The audience erupted in applause as I ended my guest lecture at a college on how businesses doom themselves by not paying enough attention to gathering intelligence about what others are doing. Needless to say I got a lot of fresh numbers after that (dirty old man that I am!) And some of them were from really cute guys. As a 6 feet 1, 85 kg, buff, 40 year old top, I have a thing for skinny bottoms.

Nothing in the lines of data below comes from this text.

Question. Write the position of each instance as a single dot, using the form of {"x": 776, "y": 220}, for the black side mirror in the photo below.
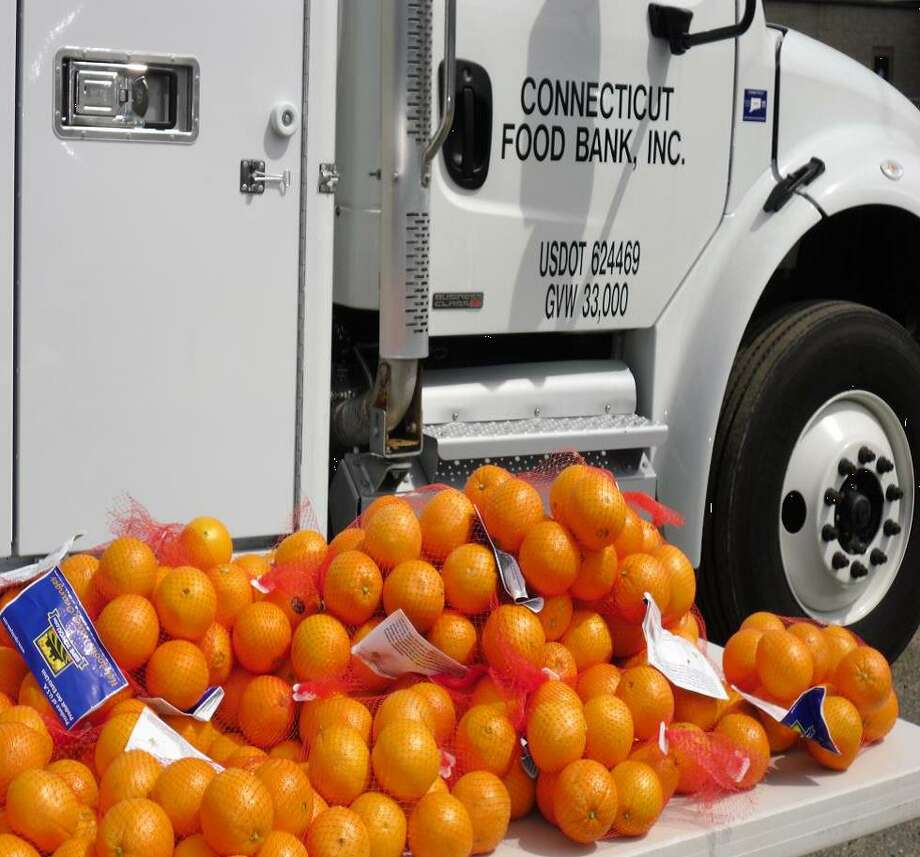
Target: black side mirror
{"x": 672, "y": 24}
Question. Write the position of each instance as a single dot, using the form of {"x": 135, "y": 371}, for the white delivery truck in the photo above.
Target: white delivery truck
{"x": 258, "y": 254}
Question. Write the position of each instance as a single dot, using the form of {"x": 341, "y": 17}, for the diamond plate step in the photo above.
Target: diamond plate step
{"x": 540, "y": 435}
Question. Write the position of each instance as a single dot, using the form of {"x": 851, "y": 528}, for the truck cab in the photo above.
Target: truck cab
{"x": 256, "y": 263}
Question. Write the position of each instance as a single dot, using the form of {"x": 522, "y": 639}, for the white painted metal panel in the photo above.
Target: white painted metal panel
{"x": 7, "y": 212}
{"x": 159, "y": 304}
{"x": 499, "y": 240}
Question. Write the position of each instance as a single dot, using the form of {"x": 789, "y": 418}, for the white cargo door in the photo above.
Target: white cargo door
{"x": 158, "y": 307}
{"x": 608, "y": 166}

In the chit chat and mixing after the lecture one somewhat nerdy looking guy approached me. "Hi, my name is Lee and I really enjoyed your talk." I said "I'm happy you didn't fall asleep!" To which he laughed nervously. I got a real vibe from him and he was really shy and cute. He asked for my number as he wanted to do his project on business intelligence gathering. I was happy to share my contact with him.
By the next morning I found he had followed me or send a friend request on different social media. And we were Whatsapping and then Snapchatting. Old warhorse that I am enjoy, I do enjoy the excitement of these opening moves.
The advantage of being openly gay is that all of guys who are closeted or just shy feel safe in approaching you. And this was at play between Lee and I.
I let Lee set the pace because that is in my view very important. And after nearly a month of Snapchat he told me that he was gay and that he was still a virgin. He was too shy and college tops just didn't seem to do it for him.
Now I know how people love virgin and first-time stories. But its a big responsibility to actually deflower someone and be their first-time. That is one sexual experience they will never forget. And you are going to be a point of reference for a long time. And then there is the physical dimension. Bottoming for a real guy is not like anal masturbation. The dildo doesn't have a mind of its own and you can always stop if you lose your mood. For the bottom there is a chance he might get hurt if he hasn't prepared properly.
I also understand how it is better to have a first-time experience with an older and more experienced person who's secure about their own sexuality and knows their way around. So I told Lee that if he wants to get together we can. But we will take it nice and slow and I will take him through what he needs to do to prepare.
Lee was delighted at the prospect and we agreed to meet at my place on Saturday evening.
When my doorbell rang and I opened the door I found Lee smiling. He was wearing a turquoise T with dark grey jeans funny socks and sneakers. He was really slender and I felt a twinge of excitement just saying hi to him.
He came inside and we headed to the couch. I told him I had a movie set up and some snacks and drinks so we could relax first. He asked me a lot of questions about my life and work and growing up and I was happy to talk to him in person like this. What I loved about his questions is that he asked me how I felt about different things, not what I had done. I already knew this was a super-smart college senior and he'd have a great life ahead of him for sure.
I had laid out cushions on the floor by the couch and we settled in on them and I loaded the movie. By this time he had a drink or two in him so I felt he was more confident. As we got comfortable I asked him if it was okay if I held his hand. He nodded and I gently placed my hand over his. It really felt great. I have rough hands from working out and his were smooth.